Modal Expansion

A well known approach to transfer-function modeling is called
*modal synthesis*, introduced in §1.3.9
[5,301,6,146,384,30].
Modal synthesis may be defined as constructing a source-filter
synthesis model in which the filter transfer function is implemented
as a sum of first- and/or second-order filter sections (*i.e.*, as a
parallel filter bank in which each filter is at most
second-order--this was reviewed in §1.3.9). In other
words, the physical system is represented as a superposition of
individual modes driven by some external excitation (such as a pluck
or strike).

In acoustics, the term *mode of vibration*, or *normal
mode*, normally refers to a single-frequency spatial eigensolution
of the governing wave equation. For example, the modes of an ideal
vibrating string are the harmonically related sinusoidal string-shapes
having an integer number of uniformly spaced zero-crossings (or
*nodes*) along the string, including its endpoints. As first
noted by Daniel Bernoulli (§A.2), acoustic vibration
can be expressed as a superposition of component sinusoidal
vibrations, *i.e.*, as a superposition of modes.^{9.6}

When a single mode is excited by a sinusoidal driving force, all points of the physical object vibrate at the same temporal frequency (cycles per second), and the mode shape becomes proportional to the spatial amplitude envelope of the vibration. The sound emitted from the top plate of a guitar, for example, can be represented as a weighted sum of the radiation patterns of the respective modes of the top plate, where the weighting function is constructed according to how much each mode is excited (typically by the guitar bridge) [144,393,109,206,210].

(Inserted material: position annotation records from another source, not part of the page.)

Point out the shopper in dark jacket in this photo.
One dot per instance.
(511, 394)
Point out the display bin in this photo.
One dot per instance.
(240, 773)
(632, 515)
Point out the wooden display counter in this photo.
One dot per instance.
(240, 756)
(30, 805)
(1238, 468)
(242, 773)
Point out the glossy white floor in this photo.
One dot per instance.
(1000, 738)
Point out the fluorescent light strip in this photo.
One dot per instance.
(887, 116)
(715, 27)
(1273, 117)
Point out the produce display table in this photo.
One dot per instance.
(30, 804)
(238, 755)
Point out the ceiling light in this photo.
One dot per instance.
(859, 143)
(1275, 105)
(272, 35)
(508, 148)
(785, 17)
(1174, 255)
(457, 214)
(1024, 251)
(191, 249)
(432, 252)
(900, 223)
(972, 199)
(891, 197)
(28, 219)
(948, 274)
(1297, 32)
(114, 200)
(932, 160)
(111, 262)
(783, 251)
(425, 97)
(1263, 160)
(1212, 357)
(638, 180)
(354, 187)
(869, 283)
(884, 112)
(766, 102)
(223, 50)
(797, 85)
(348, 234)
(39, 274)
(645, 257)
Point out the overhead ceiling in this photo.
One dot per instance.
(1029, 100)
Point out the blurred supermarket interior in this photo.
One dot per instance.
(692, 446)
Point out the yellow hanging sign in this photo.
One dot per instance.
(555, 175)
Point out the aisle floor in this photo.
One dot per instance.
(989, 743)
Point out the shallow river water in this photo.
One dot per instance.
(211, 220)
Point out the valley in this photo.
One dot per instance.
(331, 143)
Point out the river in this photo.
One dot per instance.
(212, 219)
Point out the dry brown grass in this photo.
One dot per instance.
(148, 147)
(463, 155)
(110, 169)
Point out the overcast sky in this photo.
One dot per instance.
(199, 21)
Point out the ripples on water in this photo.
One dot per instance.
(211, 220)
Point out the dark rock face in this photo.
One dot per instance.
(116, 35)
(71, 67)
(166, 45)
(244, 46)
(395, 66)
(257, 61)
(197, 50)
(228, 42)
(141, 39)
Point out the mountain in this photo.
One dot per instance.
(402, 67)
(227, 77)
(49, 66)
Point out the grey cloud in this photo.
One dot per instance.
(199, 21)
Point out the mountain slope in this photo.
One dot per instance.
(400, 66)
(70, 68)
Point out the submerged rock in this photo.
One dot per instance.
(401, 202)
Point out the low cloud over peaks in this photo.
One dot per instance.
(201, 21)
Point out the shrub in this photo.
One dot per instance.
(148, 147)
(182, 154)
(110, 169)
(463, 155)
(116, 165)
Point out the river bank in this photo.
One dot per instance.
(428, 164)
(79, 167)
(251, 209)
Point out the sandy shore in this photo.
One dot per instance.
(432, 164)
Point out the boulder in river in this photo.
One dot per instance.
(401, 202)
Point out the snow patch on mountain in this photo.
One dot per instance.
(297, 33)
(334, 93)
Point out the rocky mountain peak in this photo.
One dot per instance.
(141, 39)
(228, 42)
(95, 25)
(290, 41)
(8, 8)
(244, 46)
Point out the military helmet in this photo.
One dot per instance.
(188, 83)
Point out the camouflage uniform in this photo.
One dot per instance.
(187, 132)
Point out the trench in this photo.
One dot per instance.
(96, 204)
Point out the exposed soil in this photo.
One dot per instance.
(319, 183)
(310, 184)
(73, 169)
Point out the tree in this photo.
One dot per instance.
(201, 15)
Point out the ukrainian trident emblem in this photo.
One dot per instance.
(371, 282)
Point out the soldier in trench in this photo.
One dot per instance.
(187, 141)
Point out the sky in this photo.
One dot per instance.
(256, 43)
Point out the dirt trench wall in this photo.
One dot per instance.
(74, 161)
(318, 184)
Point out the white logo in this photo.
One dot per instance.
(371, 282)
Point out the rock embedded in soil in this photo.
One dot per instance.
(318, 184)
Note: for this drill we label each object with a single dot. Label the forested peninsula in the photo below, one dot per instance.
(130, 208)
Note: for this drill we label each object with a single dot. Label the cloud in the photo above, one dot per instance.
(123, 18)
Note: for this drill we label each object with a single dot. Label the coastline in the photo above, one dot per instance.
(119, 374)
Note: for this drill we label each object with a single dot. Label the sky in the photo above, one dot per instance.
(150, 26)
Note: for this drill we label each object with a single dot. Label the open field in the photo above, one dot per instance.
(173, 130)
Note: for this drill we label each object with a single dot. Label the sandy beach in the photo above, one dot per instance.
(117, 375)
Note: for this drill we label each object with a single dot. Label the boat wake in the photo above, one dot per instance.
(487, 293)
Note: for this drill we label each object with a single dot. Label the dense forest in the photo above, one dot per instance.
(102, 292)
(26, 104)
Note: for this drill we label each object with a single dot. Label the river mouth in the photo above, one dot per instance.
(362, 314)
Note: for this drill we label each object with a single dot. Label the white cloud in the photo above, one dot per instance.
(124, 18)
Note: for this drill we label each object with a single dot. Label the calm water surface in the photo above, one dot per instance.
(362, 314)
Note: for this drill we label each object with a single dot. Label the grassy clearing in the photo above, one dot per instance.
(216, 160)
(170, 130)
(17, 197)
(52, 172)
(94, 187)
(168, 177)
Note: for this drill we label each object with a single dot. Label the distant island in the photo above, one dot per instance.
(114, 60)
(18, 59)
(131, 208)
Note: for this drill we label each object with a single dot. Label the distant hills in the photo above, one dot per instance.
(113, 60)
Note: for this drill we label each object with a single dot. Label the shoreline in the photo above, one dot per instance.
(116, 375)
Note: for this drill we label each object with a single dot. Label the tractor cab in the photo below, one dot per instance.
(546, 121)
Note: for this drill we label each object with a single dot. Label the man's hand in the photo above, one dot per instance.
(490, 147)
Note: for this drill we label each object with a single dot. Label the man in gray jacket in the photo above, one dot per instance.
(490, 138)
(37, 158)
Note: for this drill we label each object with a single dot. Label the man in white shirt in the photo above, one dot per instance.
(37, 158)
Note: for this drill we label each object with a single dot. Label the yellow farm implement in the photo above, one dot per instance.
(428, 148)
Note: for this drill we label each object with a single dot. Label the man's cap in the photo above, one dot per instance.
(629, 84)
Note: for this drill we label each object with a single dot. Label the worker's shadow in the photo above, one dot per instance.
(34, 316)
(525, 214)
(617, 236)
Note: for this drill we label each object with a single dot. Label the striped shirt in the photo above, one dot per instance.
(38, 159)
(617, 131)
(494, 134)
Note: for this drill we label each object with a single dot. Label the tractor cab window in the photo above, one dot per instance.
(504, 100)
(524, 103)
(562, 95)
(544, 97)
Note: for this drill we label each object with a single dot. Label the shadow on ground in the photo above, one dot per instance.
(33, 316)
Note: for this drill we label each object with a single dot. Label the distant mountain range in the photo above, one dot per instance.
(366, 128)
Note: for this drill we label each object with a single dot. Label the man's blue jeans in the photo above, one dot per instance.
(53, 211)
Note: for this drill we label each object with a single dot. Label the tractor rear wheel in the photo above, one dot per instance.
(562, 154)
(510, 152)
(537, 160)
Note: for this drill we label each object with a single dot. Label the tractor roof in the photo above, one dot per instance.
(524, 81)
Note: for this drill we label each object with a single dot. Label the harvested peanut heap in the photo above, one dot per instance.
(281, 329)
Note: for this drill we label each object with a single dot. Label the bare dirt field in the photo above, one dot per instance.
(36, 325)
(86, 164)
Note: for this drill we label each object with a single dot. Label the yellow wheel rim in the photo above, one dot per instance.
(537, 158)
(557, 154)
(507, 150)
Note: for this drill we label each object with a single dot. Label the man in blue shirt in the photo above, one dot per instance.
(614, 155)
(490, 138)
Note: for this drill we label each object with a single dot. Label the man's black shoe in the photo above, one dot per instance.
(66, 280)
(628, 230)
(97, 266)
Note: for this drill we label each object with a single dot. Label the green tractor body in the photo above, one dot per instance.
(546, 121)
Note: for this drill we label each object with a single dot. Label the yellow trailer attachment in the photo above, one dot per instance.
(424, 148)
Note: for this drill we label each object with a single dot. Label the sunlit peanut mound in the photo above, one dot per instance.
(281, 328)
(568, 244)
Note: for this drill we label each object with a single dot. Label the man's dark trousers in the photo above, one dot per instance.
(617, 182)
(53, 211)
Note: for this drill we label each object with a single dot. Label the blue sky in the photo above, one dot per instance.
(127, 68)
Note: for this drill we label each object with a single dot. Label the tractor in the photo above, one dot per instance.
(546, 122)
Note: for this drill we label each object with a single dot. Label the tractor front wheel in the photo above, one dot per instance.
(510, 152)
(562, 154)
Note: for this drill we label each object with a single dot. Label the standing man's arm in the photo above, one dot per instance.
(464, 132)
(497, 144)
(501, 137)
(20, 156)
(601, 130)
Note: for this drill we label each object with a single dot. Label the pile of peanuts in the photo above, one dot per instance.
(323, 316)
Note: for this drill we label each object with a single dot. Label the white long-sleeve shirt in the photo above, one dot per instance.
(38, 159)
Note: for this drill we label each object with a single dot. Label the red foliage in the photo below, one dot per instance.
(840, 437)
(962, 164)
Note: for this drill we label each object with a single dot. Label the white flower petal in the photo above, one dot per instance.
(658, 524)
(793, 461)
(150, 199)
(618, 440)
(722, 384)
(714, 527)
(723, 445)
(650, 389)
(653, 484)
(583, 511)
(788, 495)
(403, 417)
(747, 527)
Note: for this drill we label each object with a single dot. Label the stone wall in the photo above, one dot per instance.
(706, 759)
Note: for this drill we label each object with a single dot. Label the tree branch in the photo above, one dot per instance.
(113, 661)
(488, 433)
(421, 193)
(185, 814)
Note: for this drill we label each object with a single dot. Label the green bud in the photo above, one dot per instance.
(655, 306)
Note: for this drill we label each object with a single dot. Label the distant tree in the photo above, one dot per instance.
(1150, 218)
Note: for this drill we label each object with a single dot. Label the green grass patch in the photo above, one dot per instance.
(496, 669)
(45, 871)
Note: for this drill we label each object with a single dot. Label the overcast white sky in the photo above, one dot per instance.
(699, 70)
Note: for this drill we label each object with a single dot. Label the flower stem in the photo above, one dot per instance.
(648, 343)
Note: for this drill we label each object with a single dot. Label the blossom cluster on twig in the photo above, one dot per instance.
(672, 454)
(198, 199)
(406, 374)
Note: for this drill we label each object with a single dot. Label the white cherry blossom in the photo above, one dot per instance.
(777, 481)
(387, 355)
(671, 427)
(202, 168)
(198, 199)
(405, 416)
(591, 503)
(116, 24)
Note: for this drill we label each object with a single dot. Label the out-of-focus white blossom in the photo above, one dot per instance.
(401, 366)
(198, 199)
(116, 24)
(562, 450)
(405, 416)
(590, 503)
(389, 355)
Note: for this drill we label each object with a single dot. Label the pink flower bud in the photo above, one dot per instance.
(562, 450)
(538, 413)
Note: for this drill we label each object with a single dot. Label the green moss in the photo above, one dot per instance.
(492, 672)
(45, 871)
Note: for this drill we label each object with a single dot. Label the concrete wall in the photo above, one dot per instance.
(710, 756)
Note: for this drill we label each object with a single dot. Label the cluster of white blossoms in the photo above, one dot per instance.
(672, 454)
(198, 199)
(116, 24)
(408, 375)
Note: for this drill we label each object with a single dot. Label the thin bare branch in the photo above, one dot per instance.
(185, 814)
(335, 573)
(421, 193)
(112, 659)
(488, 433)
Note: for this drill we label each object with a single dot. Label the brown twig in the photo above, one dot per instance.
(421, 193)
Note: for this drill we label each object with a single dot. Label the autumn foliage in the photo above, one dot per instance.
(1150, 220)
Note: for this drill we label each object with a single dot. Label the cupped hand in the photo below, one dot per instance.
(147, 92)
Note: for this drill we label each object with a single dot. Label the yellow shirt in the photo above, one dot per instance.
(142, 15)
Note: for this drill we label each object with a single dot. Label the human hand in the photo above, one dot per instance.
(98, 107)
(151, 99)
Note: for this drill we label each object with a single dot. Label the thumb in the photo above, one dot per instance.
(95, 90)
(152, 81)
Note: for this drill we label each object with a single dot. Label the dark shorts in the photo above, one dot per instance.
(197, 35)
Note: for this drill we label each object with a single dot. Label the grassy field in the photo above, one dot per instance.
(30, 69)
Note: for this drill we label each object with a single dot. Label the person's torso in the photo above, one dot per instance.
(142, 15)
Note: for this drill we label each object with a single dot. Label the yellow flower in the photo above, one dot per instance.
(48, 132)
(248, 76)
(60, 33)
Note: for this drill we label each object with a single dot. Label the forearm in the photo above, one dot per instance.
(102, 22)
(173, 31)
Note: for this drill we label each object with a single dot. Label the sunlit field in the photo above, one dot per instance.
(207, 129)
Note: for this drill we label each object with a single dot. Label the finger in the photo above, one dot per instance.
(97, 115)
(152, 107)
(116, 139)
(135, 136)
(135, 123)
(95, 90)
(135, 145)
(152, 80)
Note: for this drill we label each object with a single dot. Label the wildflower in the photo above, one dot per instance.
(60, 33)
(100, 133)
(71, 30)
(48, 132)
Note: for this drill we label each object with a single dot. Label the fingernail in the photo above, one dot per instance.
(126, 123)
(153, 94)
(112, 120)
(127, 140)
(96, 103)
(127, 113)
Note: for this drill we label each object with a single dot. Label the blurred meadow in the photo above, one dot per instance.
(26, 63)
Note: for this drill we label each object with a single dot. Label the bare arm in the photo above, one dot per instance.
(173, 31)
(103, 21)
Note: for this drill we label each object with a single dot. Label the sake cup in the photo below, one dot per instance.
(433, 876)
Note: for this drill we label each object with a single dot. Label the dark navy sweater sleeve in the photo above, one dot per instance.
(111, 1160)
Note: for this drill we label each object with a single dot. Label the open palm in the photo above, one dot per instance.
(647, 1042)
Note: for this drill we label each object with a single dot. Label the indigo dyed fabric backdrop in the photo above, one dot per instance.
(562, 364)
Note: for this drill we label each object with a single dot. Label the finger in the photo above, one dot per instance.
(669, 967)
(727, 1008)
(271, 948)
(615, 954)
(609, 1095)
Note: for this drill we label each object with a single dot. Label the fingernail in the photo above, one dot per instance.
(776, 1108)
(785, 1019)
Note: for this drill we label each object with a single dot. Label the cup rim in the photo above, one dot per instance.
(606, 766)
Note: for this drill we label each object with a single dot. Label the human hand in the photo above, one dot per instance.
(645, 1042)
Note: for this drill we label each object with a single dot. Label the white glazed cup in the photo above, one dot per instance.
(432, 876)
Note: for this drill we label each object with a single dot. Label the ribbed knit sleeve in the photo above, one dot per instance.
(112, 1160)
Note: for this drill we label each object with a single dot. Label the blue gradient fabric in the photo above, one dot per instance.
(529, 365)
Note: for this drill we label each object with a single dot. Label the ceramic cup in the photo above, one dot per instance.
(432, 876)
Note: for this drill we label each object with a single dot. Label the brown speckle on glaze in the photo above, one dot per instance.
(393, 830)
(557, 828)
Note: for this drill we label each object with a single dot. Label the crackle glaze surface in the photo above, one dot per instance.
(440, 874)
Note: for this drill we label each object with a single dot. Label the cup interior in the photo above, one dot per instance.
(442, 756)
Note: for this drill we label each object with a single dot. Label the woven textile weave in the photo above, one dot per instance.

The impulse-invariant method (§8.2), can be considered a
special case of modal synthesis in which a continuous-time
-plane
transfer function is given as a starting point. More typically, modal
synthesis starts with a measured *frequency response*, and a
second-order parallel filter bank is fit to that in some way. In
particular, any filter-design technique may be used (§8.6),
followed by a conversion to second-order parallel form.

Modal expansions find extensive application in industry for determining parametric frequency responses (superpositions of second-order modes) from measured vibration data [301]. Each mode is typically parametrized in terms of its resonant frequency, bandwidth (or damping), and gain (most generally complex gain, to include phase).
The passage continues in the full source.